Wednesday, October 28, 2009

Predicting the Globes Part: One

The Golden Globes, best known as the little sister awards show to the Oscar's has long been a semi-important awards prognosticator for how the Oscars could go. So given the recent announcement that a drunken, unrehearsed Ricky Gervais (creator and star of The Office, Extras, Ghost Town and The Invention of Lying) will host this year's Golden Globes, an excellent choice by the way, I figure that it is as good a time as any to release my current predictions for the film categories of this year's show. While category and genre placement are still up in the air at the moment, I feel confident that I can successfully predict the HFPA "starfucker" voting mentality, and put out predictions that will come to pass as true. So, here goes it...

Best Motion Picture: Comedy or Musical
- The Hangover
- It's Complicated
- Julie & Julia
- Nine
- Up in the Air


This category tends be fairly easy to predict.

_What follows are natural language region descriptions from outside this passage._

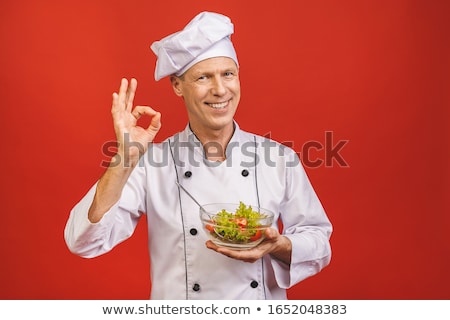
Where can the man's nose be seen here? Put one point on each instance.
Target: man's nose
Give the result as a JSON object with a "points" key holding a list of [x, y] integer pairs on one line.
{"points": [[218, 87]]}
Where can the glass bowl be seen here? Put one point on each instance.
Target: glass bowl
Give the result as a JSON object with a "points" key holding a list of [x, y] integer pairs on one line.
{"points": [[235, 225]]}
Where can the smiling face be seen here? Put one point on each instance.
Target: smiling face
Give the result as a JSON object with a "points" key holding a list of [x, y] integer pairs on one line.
{"points": [[211, 92]]}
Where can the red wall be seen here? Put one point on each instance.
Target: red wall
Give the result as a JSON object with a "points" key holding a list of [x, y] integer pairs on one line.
{"points": [[374, 73]]}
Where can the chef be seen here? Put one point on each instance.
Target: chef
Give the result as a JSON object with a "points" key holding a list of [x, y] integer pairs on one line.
{"points": [[216, 161]]}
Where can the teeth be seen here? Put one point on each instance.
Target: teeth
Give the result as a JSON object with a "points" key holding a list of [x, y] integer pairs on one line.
{"points": [[218, 105]]}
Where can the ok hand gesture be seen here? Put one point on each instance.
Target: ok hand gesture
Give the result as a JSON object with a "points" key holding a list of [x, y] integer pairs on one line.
{"points": [[132, 139]]}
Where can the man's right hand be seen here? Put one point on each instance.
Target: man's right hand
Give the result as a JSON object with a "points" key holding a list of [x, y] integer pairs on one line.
{"points": [[132, 139]]}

Nine is the big prestige musical of the year, so that's getting in, Julie & Julia and It's Complicated fill the Nancy Meyers' type rom-com slot, ironic given her movie will be nominated this year. Up in the Air is the Sideways type dramady film that is amazing and probably has the best shot of winning, and lastly, The Hangover is the big comedy success of the year, raking in cash along with great reviews, so I think that it has a great chance at a nod. Also in contention are...Judd Apatow's underrated Funny People, Everybody's Fine and depending on genre placement, Quentin Tarantino's fantastic Inglourious Basterds, which I thought was riotously funny, though many may not share that opinion.

Best Motion Picture: Drama
- An Education
- The Hurt Locker
- Invictus
- The Lovely Bones
- Precious: based on the novel by Sapphire

The best drama category is also usually easy to predict. Just take the most buzzed and acclaimed dramas that have come out during the fall and winter and place them in. An Education, which could qualify as a comedy perhaps, is an excellent critics darling, and the same could be said about The Hurt Locker, which despite it's apolitical story, gains extra cred for being the first successful Iraq war film. Invictus is the important, biopic drama, and also has Clint Eastwood as it's director which is a plus, and The Lovely Bones is the big prestige drama of the late winter, ala Benjamin Button. The one film on this list that doesn't fall into any cliched category is Precious, an excellent, but punishing small indie film. It has the reviews, endorsement from Oprah and Tyler Perry and the buzz it needs, and plainly, its just fucking amazing. Precious makes it. Also in contention are...period biopic, The Last Station, gay themed A Single Man, post apocalyptic thriller The Road and the Coen Brother's excellent A Serious Man, along with the mysterious enigma that is James Cameron's Avatar.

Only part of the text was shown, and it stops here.